La Russia non ha mai rifiutato i colloqui di pace con l’Ucraina, mentre Kiev si è pubblicamente ritirata dal processo negoziale, ha affermato mercoledì il presidente russo Vladimir Putin durante il suo discorso online al vertice straordinario del G20.
Parlando in collegamento video, il leader russo ha risposto ai commenti fatti da altri relatori della conferenza che si sono detti «scioccati» dalla continua «aggressione» della Russia in Ucraina. Putin ha ammesso che, come ogni conflitto militare, si tratta di una «tragedia per persone specifiche, famiglie specifiche e per il Paese nel suo insieme» e ha affermato che «naturalmente dobbiamo pensare a come porre fine a questa tragedia».

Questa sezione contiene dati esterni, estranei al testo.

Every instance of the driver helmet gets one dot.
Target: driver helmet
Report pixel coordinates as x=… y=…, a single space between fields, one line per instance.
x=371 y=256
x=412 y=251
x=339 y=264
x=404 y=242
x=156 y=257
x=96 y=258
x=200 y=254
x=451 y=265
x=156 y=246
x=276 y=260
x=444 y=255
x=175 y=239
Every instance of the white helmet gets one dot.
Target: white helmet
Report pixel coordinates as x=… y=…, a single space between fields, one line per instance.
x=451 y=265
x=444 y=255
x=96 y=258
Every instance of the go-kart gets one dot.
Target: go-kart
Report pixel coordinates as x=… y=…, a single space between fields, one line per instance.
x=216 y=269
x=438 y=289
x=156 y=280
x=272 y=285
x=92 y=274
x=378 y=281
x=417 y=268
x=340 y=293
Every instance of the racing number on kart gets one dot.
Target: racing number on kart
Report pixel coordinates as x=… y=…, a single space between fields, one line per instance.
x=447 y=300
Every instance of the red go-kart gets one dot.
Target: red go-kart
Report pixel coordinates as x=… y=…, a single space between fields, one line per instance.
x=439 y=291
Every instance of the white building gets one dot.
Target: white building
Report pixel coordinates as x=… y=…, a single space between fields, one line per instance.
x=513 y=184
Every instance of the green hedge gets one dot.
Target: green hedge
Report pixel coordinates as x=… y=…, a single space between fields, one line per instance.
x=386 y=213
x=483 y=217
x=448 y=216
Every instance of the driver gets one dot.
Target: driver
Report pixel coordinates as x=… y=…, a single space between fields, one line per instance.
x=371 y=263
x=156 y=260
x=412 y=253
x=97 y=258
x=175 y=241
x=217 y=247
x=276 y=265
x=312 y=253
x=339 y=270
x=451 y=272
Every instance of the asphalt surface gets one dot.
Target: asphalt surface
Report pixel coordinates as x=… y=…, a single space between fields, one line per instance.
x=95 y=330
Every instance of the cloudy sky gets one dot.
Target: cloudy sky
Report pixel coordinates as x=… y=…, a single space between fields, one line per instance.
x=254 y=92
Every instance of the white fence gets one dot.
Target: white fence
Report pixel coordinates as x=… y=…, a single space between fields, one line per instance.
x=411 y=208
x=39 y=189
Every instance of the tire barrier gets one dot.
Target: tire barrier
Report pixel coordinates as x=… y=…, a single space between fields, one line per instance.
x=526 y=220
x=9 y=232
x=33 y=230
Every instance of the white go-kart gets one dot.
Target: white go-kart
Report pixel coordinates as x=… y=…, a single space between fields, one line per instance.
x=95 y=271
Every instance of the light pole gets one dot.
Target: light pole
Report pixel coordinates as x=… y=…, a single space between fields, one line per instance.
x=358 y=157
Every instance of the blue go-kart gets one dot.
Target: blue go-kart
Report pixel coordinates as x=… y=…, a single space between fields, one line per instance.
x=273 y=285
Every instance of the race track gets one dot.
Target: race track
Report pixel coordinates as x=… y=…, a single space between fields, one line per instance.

Putin ha sottolineato, tuttavia, che la Russia non ha mai rifiutato alcun dialogo di pace con l’Ucraina e che è stato proprio il presidente ucraino Vladimir Zelenskyj a firmare un decreto che vieta legalmente tali negoziati con la Russia. L’anno scorso, il leader ucraino ha formalmente vietato qualsiasi dialogo di pace con il Cremlino finché Putin sarà il presidente della Russia, riporta il sito governativo russo RT.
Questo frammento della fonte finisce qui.